Which aspect of disambiguation? You mean 2019a and such?

So I guess as you add sections, you add another level for such disambiguation; global vs sectional?

denismaier commented 3 years ago

Yes, 2019a 2019b etc Regarding levels of disambiguation: that could work, but I don't know about implementation details. You could also treat each as a global bibliography for disambiguation, then remove unwanted entries, and finally do the formatting.

denismaier commented 3 years ago

Thinking about it a bit more I have the impression that these two, apparently different, cases can be treated in a similar way:

  1. Allow multiple bibliographies
  2. provide a way to include or exclude items

So, the third requirement ("returning the sections corresponding to the subsets separately, in the specified order") is actually not needed after all. (Doing it that way may be slightly less performant than constructing one global bibliography first, then the individual sections in a second step, especially if there are many sections, but I doubt this will be relevant in practice. Don't know if there are other downsides to this approach.)

Edit: possible problem with that approach: citeproc-el currently returns also a list of citations. How is that related to multiple bibliographies?

bdarcus commented 3 years ago

What about this?

The related question I raised on list (see print_bibliograohy options" thread I link to above) is if there's anything Nicolas can do to avoid the current problem, which is documents including this feature will produce duplicate bibliographies with oc-csl (or any other export processor that does not have support for this feature).

denismaier commented 3 years ago

Anything new here?

andras-simonyi commented 3 years ago

Anything new here?

Currently I'm trying to stabilize the already implemented feature set, especially BibLaTeX support, but implementing some kind of query-based item retrieval mechanism is on my ToDo list, and would make it possible to implement both \nocite support and this functionality, I think.

As for solving the "double bibliography" problem, this is definitely an Org-mode issue, citeproc-el doesn't really have much to do with it.

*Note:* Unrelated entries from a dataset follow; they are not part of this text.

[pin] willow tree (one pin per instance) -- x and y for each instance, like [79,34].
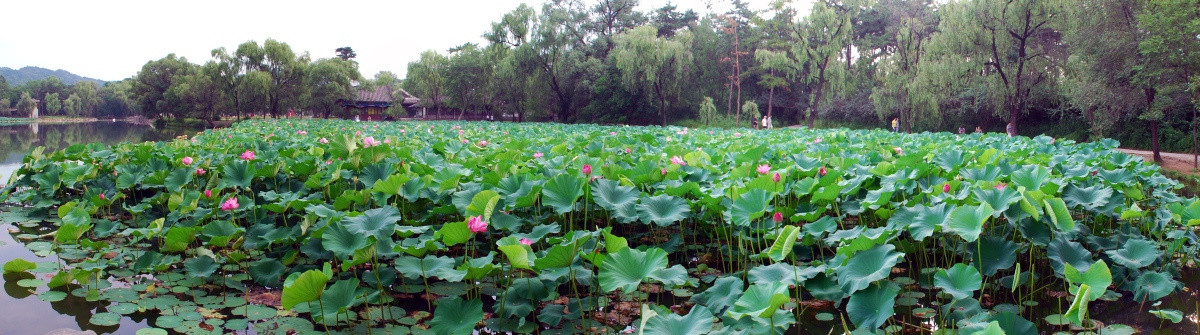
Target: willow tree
[649,64]
[822,36]
[329,81]
[426,78]
[1171,49]
[899,90]
[1103,37]
[1009,45]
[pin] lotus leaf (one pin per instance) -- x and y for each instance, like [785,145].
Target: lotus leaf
[868,267]
[960,281]
[967,221]
[455,316]
[699,321]
[1135,253]
[873,306]
[760,300]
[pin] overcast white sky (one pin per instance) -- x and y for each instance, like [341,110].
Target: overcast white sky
[112,40]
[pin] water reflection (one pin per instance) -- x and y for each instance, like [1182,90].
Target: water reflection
[17,141]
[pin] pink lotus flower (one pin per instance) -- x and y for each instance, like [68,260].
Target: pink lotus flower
[477,225]
[229,204]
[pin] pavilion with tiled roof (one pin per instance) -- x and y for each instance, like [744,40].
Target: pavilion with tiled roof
[370,105]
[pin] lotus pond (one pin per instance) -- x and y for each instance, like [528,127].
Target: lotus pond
[271,227]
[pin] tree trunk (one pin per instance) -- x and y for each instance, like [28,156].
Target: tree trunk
[1153,125]
[1153,141]
[1195,155]
[771,99]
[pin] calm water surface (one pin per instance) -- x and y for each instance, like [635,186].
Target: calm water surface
[21,310]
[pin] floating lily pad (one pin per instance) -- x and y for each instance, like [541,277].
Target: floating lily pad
[1057,319]
[30,282]
[825,316]
[52,295]
[105,318]
[168,321]
[124,309]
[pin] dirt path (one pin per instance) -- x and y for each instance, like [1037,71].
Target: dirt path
[1173,161]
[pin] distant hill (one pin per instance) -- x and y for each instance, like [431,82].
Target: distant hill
[29,73]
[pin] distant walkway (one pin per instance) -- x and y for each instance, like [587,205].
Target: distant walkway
[1174,161]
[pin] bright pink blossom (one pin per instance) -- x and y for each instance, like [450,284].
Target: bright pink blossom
[229,204]
[763,168]
[477,225]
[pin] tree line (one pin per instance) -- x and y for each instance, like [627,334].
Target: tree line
[1077,69]
[267,78]
[1071,67]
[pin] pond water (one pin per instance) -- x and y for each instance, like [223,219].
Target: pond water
[23,311]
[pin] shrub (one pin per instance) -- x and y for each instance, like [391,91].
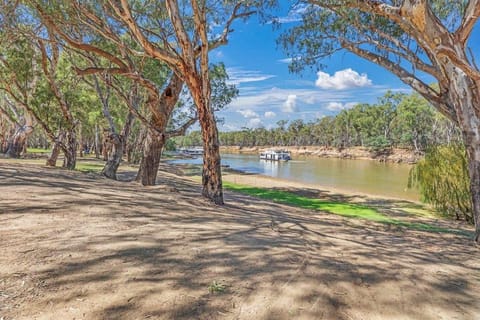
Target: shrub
[443,180]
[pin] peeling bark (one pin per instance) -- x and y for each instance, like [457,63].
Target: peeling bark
[118,142]
[18,141]
[70,150]
[147,173]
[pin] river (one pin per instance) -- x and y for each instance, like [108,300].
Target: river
[365,176]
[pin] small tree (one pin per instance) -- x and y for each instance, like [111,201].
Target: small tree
[443,180]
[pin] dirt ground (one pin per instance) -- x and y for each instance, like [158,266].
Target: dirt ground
[78,246]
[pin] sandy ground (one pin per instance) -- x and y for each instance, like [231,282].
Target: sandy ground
[78,246]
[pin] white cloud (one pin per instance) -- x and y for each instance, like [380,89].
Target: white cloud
[248,113]
[239,75]
[255,123]
[337,106]
[343,79]
[290,105]
[286,60]
[270,114]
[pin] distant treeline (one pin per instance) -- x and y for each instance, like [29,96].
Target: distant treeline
[396,120]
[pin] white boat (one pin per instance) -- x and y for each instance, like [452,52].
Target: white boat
[195,151]
[275,155]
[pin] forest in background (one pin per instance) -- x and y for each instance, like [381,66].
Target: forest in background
[396,120]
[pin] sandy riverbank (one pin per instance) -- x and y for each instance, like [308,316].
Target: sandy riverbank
[79,246]
[395,155]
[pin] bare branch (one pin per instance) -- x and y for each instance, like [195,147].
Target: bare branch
[407,77]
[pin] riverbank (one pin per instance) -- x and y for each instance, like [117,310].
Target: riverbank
[394,155]
[76,245]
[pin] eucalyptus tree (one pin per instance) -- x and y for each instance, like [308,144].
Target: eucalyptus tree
[183,43]
[409,38]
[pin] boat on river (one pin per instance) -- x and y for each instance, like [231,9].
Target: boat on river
[275,155]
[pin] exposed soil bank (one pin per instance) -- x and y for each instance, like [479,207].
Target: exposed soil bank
[388,155]
[79,246]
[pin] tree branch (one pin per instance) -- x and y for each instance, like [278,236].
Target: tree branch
[406,77]
[470,17]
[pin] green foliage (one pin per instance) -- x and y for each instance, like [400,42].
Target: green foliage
[377,143]
[339,208]
[170,145]
[443,180]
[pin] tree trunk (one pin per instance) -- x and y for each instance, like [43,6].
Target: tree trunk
[52,160]
[118,142]
[211,173]
[114,157]
[70,150]
[465,96]
[18,140]
[147,173]
[97,142]
[106,147]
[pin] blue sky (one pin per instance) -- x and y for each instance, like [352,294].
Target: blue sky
[269,93]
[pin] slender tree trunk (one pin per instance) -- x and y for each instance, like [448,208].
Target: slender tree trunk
[115,156]
[52,159]
[147,173]
[211,173]
[465,95]
[70,150]
[118,142]
[106,146]
[18,140]
[97,142]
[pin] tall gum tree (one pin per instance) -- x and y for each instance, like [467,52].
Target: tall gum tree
[184,45]
[123,59]
[410,38]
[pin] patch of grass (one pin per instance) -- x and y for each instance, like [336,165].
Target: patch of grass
[345,209]
[89,167]
[216,287]
[37,150]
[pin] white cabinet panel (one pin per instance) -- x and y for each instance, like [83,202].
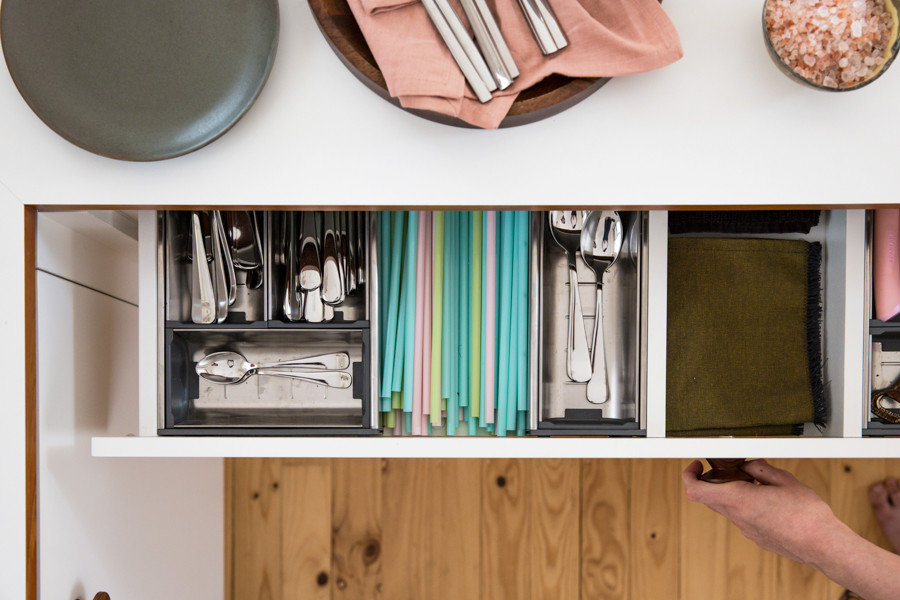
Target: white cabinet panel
[136,528]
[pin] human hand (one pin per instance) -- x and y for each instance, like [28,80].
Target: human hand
[778,513]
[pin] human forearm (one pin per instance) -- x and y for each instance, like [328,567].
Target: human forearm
[855,563]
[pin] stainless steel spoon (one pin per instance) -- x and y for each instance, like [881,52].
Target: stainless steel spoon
[231,368]
[566,226]
[203,301]
[601,242]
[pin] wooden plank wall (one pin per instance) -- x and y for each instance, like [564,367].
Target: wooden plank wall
[415,529]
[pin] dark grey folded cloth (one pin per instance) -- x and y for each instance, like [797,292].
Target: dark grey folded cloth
[742,221]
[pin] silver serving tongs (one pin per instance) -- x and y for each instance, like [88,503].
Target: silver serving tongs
[311,269]
[203,295]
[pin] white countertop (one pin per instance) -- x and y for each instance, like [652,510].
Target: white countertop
[720,126]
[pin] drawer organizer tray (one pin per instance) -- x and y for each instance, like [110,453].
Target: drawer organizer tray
[257,329]
[559,405]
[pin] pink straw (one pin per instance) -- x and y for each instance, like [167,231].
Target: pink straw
[419,330]
[490,314]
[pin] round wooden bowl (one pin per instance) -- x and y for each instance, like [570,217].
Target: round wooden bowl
[546,98]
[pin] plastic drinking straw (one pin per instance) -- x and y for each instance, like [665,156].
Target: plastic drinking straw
[399,347]
[410,284]
[482,411]
[428,222]
[418,350]
[448,303]
[451,322]
[524,296]
[512,372]
[490,324]
[465,306]
[505,318]
[475,363]
[384,270]
[393,304]
[436,317]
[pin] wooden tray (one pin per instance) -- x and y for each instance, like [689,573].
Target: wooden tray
[546,98]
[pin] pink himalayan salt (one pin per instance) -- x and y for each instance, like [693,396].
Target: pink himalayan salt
[835,43]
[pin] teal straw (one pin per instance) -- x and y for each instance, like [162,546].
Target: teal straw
[384,264]
[504,314]
[525,270]
[465,305]
[447,303]
[481,400]
[393,304]
[409,308]
[514,341]
[453,323]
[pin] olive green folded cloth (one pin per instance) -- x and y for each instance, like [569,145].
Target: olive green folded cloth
[744,337]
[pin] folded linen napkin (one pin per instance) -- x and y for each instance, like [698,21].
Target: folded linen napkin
[744,337]
[607,38]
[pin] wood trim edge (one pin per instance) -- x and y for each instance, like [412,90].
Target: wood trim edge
[31,501]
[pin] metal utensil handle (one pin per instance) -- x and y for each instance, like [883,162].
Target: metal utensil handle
[335,361]
[226,254]
[203,304]
[456,50]
[332,280]
[494,31]
[468,46]
[487,44]
[220,284]
[552,24]
[598,386]
[335,379]
[539,29]
[578,361]
[291,300]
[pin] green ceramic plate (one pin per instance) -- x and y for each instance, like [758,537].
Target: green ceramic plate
[139,79]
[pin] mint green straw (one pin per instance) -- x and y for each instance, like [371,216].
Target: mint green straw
[409,308]
[393,305]
[525,270]
[505,316]
[437,296]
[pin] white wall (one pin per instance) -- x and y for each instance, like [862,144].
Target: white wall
[135,528]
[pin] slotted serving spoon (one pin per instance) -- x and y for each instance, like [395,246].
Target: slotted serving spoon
[601,242]
[566,226]
[232,367]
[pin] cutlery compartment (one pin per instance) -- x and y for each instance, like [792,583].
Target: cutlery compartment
[176,240]
[559,405]
[353,249]
[276,404]
[256,328]
[882,364]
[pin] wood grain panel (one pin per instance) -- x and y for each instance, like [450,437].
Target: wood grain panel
[257,529]
[31,466]
[431,532]
[850,497]
[655,505]
[306,500]
[605,533]
[554,524]
[795,579]
[505,530]
[356,529]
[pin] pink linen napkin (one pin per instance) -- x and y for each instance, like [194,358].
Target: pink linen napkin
[607,38]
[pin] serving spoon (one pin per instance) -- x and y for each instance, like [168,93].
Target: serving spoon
[566,226]
[232,367]
[601,242]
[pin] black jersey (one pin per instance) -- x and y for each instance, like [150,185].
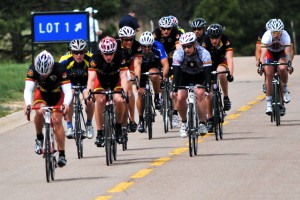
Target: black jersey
[105,69]
[136,50]
[51,83]
[218,54]
[169,42]
[77,72]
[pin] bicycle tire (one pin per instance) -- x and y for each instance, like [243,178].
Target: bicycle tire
[47,152]
[216,115]
[190,122]
[107,136]
[148,116]
[78,134]
[276,104]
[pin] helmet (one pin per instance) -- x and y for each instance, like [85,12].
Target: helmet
[188,37]
[198,23]
[77,45]
[44,63]
[174,20]
[108,45]
[126,31]
[147,38]
[165,22]
[275,25]
[215,30]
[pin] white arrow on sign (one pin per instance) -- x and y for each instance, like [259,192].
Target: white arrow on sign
[78,26]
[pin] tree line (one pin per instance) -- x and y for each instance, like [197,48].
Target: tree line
[243,20]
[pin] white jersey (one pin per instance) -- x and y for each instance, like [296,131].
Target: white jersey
[192,64]
[275,45]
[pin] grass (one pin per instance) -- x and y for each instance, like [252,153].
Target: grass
[12,80]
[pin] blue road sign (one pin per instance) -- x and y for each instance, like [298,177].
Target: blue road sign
[54,27]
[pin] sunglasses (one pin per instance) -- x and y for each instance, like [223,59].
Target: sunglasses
[187,46]
[197,29]
[109,54]
[145,46]
[128,39]
[78,52]
[214,36]
[165,28]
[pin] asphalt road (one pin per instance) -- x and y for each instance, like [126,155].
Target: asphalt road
[256,159]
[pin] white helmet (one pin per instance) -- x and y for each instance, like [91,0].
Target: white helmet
[165,22]
[275,25]
[108,45]
[146,38]
[44,63]
[198,23]
[188,37]
[77,45]
[126,31]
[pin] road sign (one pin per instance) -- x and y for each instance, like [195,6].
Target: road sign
[56,27]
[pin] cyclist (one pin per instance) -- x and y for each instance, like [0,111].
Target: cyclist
[258,48]
[198,27]
[77,61]
[53,88]
[175,24]
[276,46]
[221,51]
[192,66]
[133,55]
[169,37]
[153,56]
[108,69]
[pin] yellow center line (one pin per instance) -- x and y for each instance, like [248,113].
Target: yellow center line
[142,173]
[160,161]
[178,151]
[103,198]
[120,187]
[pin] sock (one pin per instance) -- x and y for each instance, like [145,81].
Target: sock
[69,125]
[88,122]
[269,101]
[40,136]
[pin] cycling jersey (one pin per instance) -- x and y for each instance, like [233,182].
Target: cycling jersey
[108,74]
[218,55]
[77,72]
[275,45]
[195,69]
[50,87]
[169,42]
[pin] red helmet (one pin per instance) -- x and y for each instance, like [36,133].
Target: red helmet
[108,45]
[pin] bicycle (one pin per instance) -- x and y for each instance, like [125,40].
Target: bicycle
[277,95]
[49,152]
[149,114]
[167,105]
[192,118]
[80,127]
[217,106]
[110,137]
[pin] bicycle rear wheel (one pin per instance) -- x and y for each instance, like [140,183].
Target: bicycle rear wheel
[190,122]
[276,104]
[107,135]
[148,114]
[216,115]
[47,152]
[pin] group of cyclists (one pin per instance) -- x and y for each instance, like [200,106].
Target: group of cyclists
[187,57]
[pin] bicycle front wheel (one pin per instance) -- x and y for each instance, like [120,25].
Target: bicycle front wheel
[107,135]
[47,152]
[148,114]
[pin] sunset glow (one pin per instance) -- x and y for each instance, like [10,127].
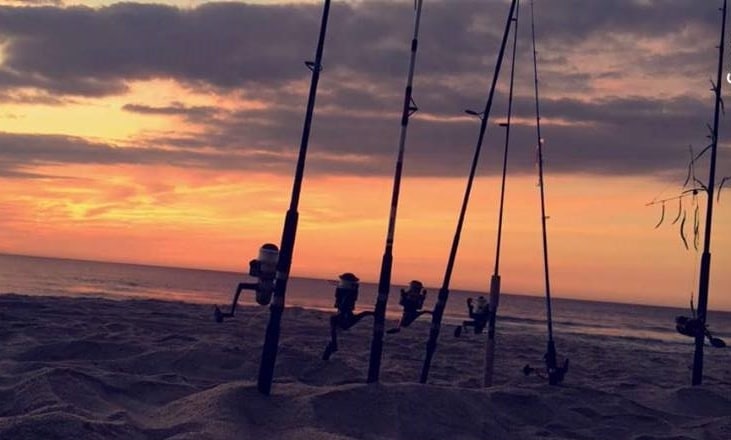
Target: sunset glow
[171,162]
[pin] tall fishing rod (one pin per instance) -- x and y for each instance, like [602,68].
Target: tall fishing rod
[431,345]
[284,264]
[384,282]
[495,280]
[555,373]
[705,269]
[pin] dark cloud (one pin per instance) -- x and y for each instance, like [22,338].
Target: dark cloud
[257,51]
[174,109]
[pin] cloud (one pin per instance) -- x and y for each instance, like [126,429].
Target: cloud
[623,85]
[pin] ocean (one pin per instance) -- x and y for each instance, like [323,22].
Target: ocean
[75,278]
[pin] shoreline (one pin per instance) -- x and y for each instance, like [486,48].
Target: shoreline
[102,369]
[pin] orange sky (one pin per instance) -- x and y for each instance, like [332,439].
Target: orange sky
[601,237]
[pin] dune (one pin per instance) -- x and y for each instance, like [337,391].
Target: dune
[87,368]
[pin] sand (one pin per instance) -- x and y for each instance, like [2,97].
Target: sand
[99,369]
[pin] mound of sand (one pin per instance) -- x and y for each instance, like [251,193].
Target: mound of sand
[98,369]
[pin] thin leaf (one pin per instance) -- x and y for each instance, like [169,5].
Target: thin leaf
[682,232]
[696,226]
[680,210]
[662,216]
[720,187]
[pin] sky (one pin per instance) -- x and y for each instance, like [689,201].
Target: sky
[167,133]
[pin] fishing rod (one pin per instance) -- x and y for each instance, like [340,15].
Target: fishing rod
[289,232]
[384,282]
[347,289]
[705,269]
[495,280]
[555,373]
[438,313]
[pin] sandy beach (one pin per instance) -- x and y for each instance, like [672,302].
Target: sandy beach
[98,369]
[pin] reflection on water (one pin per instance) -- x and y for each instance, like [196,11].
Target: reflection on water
[47,276]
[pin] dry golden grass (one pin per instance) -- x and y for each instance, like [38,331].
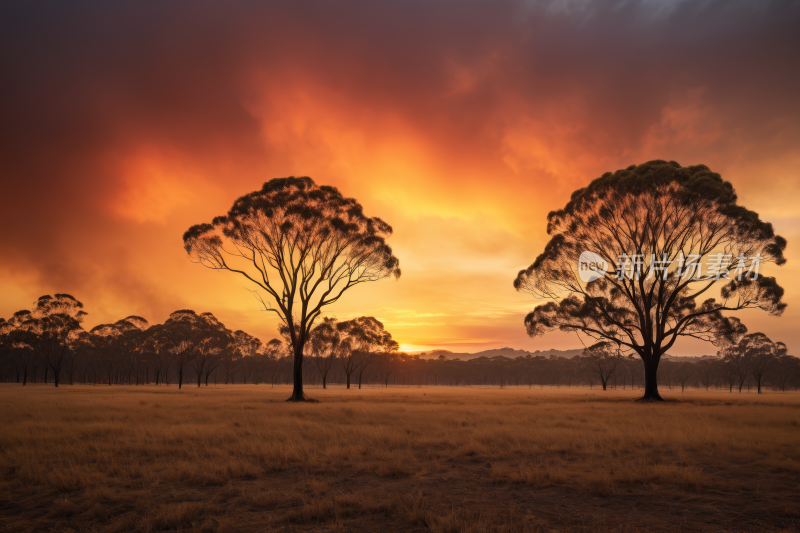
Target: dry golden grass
[238,458]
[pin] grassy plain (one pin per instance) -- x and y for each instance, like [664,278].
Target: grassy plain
[438,459]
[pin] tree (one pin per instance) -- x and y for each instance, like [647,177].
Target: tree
[657,222]
[761,355]
[192,338]
[52,325]
[130,343]
[361,338]
[602,359]
[684,372]
[303,245]
[247,347]
[18,343]
[386,365]
[211,339]
[706,371]
[326,343]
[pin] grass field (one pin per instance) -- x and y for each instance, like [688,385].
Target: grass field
[238,458]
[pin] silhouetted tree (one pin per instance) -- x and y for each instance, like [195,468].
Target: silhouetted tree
[51,325]
[361,338]
[302,244]
[656,222]
[326,342]
[247,347]
[760,355]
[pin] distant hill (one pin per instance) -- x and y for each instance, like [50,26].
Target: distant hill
[511,353]
[686,359]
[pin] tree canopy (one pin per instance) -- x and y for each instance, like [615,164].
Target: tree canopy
[649,228]
[301,244]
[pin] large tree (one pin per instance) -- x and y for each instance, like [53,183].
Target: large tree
[302,245]
[646,231]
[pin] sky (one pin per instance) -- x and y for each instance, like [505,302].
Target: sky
[460,123]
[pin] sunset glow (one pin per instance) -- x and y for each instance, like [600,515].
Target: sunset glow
[462,126]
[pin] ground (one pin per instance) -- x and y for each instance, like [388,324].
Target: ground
[438,459]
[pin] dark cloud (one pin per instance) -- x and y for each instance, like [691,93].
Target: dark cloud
[89,85]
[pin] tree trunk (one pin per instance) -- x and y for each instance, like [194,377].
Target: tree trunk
[297,391]
[651,380]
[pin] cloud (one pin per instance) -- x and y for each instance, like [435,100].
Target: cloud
[462,124]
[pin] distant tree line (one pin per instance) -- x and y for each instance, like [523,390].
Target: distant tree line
[48,344]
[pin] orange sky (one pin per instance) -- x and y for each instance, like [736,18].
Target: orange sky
[460,124]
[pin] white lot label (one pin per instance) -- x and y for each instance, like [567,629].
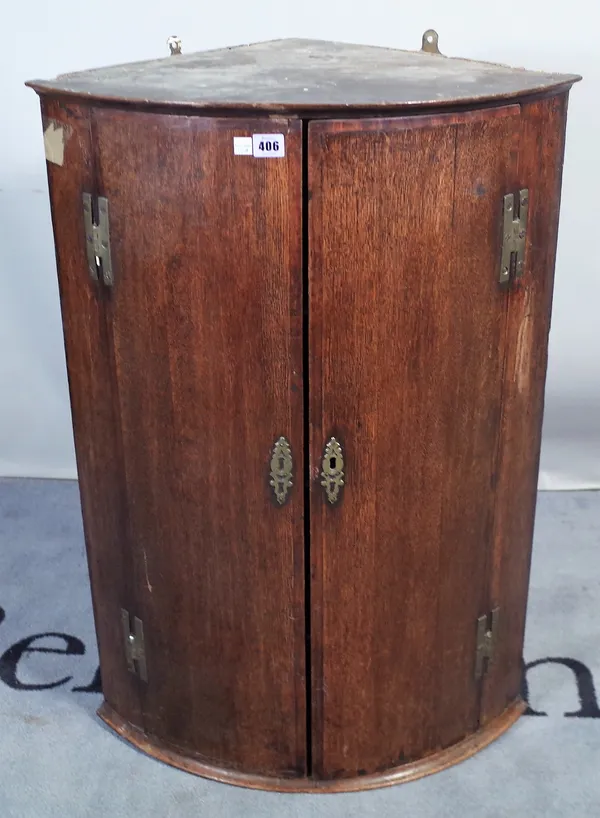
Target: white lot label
[268,144]
[242,145]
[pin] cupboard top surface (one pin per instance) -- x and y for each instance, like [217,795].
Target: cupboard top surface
[297,74]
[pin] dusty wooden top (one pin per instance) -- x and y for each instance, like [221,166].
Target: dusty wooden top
[295,75]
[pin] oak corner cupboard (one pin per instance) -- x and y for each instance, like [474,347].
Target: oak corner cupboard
[306,291]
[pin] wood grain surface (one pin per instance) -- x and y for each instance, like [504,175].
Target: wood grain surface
[407,350]
[95,413]
[370,255]
[540,170]
[298,75]
[205,321]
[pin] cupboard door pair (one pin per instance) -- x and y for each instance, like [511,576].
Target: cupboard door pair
[187,370]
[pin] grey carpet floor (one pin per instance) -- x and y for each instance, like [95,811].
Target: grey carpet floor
[58,760]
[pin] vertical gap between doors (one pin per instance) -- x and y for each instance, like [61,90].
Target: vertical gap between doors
[306,446]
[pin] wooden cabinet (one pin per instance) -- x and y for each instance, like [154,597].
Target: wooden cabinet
[306,294]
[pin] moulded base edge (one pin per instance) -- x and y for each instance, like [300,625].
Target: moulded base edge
[407,772]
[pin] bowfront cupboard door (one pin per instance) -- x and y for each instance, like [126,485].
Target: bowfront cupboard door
[408,336]
[204,324]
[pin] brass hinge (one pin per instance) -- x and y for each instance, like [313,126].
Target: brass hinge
[97,240]
[514,232]
[487,634]
[135,651]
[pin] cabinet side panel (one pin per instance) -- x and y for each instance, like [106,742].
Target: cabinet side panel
[407,348]
[93,404]
[206,323]
[540,170]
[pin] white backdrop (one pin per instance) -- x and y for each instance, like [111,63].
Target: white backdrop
[41,39]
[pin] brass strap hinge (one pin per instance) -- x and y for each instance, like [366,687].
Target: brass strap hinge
[135,651]
[487,634]
[97,240]
[514,233]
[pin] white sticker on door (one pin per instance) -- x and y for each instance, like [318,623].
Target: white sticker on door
[268,145]
[242,145]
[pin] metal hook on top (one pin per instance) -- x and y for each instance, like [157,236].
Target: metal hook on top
[174,44]
[430,42]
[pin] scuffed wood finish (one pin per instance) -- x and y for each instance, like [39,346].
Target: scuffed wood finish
[297,76]
[205,318]
[407,338]
[540,169]
[430,375]
[95,414]
[429,765]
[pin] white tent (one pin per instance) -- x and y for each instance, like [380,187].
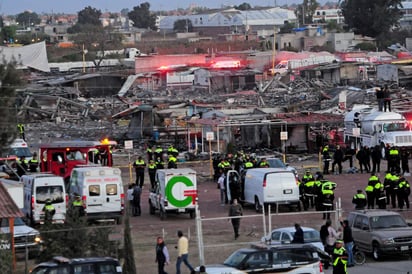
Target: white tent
[30,56]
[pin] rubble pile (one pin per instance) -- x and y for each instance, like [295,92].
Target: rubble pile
[67,113]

denismaier commented 3 years ago

Currently I'm trying to stabilize the already implemented feature set, especially BibLaTeX support, but implementing some kind of query-based item retrieval mechanism is on my ToDo list, and would make it possible to implement both \nocite support and this functionality, I think.

Ok, sounds good!

andras-simonyi commented 3 years ago

BTW, I've looked into existing solutions (especially biblatex) and there are some important gotchas: I still think that the multibib scenario cannot be simply taken as rendering multiple filtered "views" of the same global bibliography independently because of the global disambiguation context: if John Doe's /Magnum Opus/ from 1888 is explicitly cited then the rendering of the corresponding bibliography item can be different depending on the presence or absence of other John Doe works from 1888 in the other rendered filtered bibliographies. (Assuming, of course, that it's not guaranteed that all items are rendered in one of the bibliographies, but AFAICS there is no such guarantee in biblatex.)

denismaier commented 3 years ago

BTW, I've looked into existing solutions (especially biblatex) and there are some important gotchas: I still think that the multibib scenario cannot be simply taken as rendering multiple filtered "views" of the same global bibliography independently because of the global disambiguation context: if John Doe's /Magnum Opus/ from 1888 is explicitly cited then the rendering of the corresponding bibliography item can be different depending on the presence or absence of other John Doe works from 1888 in the other rendered filtered bibliographies. (Assuming, of course, that it's not guaranteed that all items are rendered in one of the bibliographies, but AFAICS there is no such guarantee in biblatex.)

Yes, that's indeed the tricky part. There may be cases where disambiguation is strictly local, as with per chapter bibliographies, while in other cases disambiguation needs to be global. I think the difference between biblatex's refsections and refsegments is particularly instructive here. And even with global disambiguation, there's still the "substitute recurring authors with three dashes".